Não é nada extraordinário comparado ao peso intimista assumido pelo filme desde o início. Pelo contrário; nesse conflito, é a construção de uma premissa fraquíssima. Ao fugir dos personagens, a trama toma proporções megalomaníacas que tornam o filme por vezes entediante. É também o que explica a metragem ser desnecessariamente longa (2h43min), sendo grande parcela desses minutos usada para criar uma noção de gravidade que simplesmente não engrena.
Aqui o diretor Cary Fukunaga mantém a pedra fundamental dos novos filmes de Bond, tentando criar uma dinâmica entre empolgantes sequências de ação (destaque para a primeira do filme, na Itália), diálogos mais introspectivos sobre Bond e a adição de personagens interessantes, mas que falam muito mais sobre o agente do que sobre si mesmas. Neste contexto, uma escolha acertadíssima.

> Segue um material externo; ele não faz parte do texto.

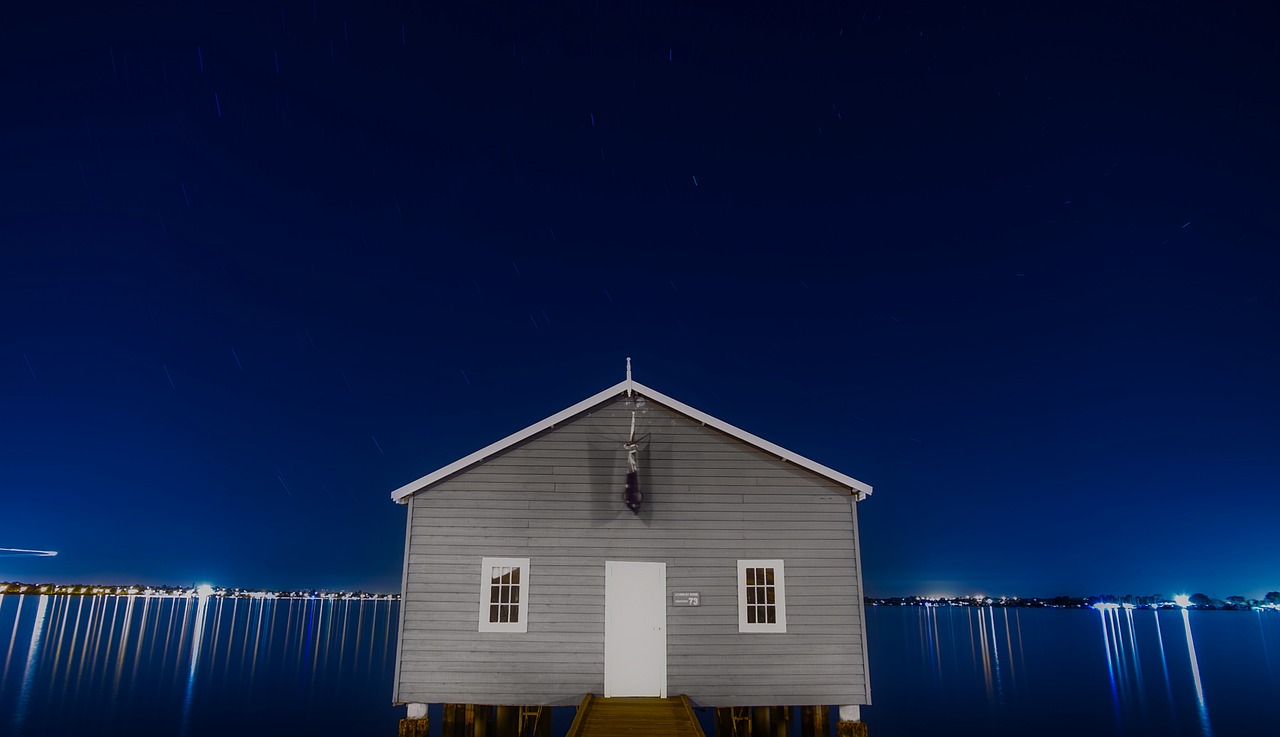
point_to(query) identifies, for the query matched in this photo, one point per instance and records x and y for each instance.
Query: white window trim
(780, 596)
(487, 564)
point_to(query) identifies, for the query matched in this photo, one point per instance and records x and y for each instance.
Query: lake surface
(192, 667)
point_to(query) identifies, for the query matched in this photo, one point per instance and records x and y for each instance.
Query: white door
(635, 628)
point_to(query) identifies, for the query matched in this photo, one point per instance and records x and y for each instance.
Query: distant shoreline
(1101, 602)
(186, 591)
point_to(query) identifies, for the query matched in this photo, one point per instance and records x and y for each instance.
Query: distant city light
(23, 553)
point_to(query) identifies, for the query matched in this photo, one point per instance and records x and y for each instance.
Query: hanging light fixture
(631, 495)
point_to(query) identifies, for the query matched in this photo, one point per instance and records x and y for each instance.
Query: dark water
(133, 665)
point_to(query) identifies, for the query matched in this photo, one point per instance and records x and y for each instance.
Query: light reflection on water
(182, 665)
(1115, 671)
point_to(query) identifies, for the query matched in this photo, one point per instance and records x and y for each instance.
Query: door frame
(611, 570)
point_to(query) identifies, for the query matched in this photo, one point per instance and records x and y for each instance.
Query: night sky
(264, 262)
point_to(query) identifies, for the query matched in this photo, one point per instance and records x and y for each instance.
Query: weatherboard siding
(709, 499)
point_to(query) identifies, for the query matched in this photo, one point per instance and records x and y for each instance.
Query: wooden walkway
(639, 717)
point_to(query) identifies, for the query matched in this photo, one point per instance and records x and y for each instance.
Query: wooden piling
(535, 722)
(816, 722)
(781, 718)
(850, 728)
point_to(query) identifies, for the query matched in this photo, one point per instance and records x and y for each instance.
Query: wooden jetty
(647, 717)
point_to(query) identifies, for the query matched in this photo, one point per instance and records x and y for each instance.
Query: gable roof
(626, 387)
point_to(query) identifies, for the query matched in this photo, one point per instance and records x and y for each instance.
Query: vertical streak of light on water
(216, 630)
(973, 654)
(13, 637)
(920, 626)
(1137, 662)
(1009, 649)
(1200, 691)
(105, 651)
(328, 628)
(1022, 650)
(62, 604)
(231, 642)
(248, 617)
(28, 673)
(933, 612)
(197, 637)
(257, 639)
(1111, 673)
(995, 659)
(124, 644)
(1266, 650)
(142, 637)
(72, 651)
(1164, 665)
(168, 635)
(182, 635)
(373, 639)
(986, 654)
(360, 630)
(305, 651)
(342, 640)
(319, 637)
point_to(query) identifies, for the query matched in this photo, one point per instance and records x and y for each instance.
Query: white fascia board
(401, 494)
(859, 489)
(854, 485)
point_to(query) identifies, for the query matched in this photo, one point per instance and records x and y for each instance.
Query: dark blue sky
(263, 262)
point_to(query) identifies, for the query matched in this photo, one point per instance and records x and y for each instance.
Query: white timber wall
(709, 500)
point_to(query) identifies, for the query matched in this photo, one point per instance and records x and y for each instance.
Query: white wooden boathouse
(631, 545)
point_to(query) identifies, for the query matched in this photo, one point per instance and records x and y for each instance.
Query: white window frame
(487, 566)
(780, 598)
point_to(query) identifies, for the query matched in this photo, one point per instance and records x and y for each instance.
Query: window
(762, 605)
(503, 594)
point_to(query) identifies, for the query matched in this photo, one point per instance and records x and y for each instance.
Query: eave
(856, 488)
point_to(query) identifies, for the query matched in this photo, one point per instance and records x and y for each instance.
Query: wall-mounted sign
(685, 598)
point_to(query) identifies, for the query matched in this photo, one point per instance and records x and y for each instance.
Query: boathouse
(631, 545)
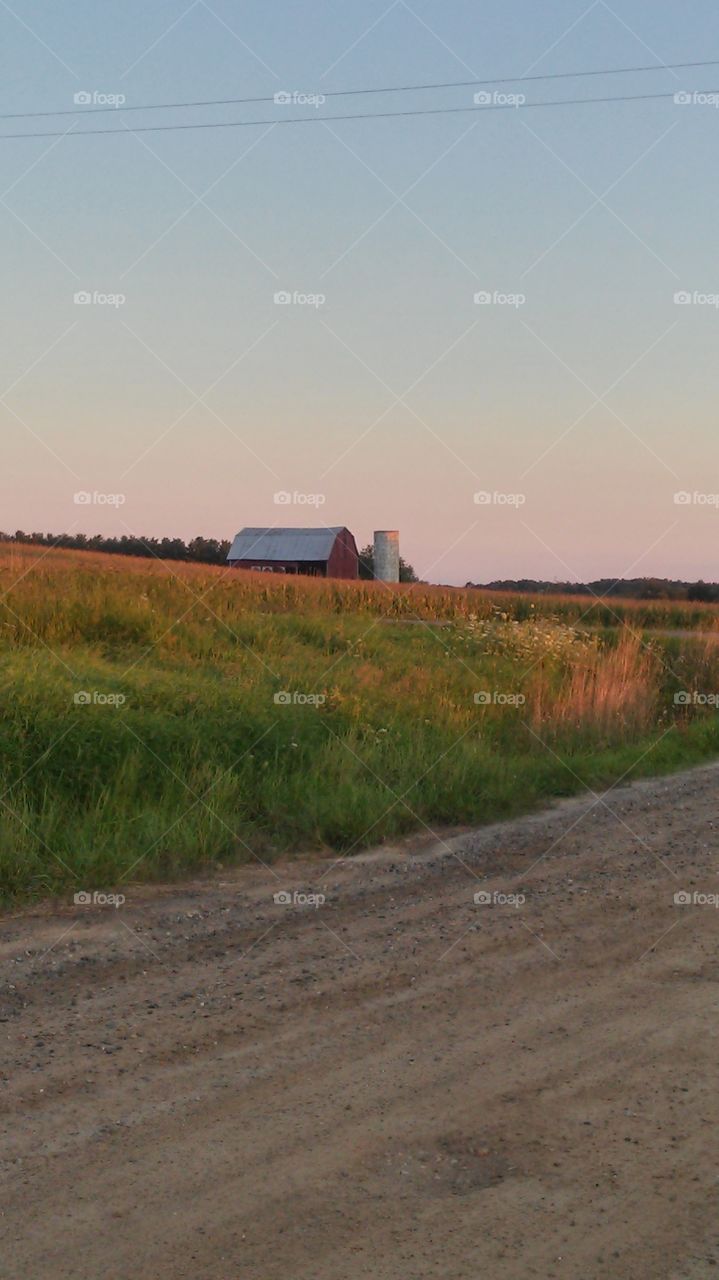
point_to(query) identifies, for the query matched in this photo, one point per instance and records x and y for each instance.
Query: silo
(387, 554)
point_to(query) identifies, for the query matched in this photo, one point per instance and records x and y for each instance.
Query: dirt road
(398, 1083)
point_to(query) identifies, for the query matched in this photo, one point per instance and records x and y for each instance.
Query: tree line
(206, 551)
(627, 588)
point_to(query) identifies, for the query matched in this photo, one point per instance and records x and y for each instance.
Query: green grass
(200, 764)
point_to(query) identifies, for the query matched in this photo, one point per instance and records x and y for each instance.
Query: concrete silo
(387, 554)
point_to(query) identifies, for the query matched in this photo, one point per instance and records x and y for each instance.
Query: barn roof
(285, 544)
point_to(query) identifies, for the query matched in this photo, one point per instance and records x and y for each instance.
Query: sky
(491, 330)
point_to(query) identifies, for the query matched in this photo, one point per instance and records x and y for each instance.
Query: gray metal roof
(294, 544)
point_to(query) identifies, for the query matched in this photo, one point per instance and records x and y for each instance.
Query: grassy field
(155, 718)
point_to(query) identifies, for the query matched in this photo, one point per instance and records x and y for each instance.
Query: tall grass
(183, 755)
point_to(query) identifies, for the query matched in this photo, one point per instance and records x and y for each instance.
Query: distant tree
(703, 593)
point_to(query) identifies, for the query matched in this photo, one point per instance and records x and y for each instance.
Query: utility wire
(366, 115)
(357, 92)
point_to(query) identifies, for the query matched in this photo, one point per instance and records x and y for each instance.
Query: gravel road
(395, 1083)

Isso porque mostra outro mérito do roteiro, focado em dar uma resolução ao personagem. Ao longo da obra somos apresentados, na forma de diálogos principalmente entre Bond e Madeleine, àperspectiva de futuro, à noção familiar que tanto afetou ambos os personagens, ou às divertidas interações entre Bond e Nomi (a contundente Lashana Lynch), que mostram como o futuro já está se desenrolando na compreensão de ver alguém assumir a sua posição.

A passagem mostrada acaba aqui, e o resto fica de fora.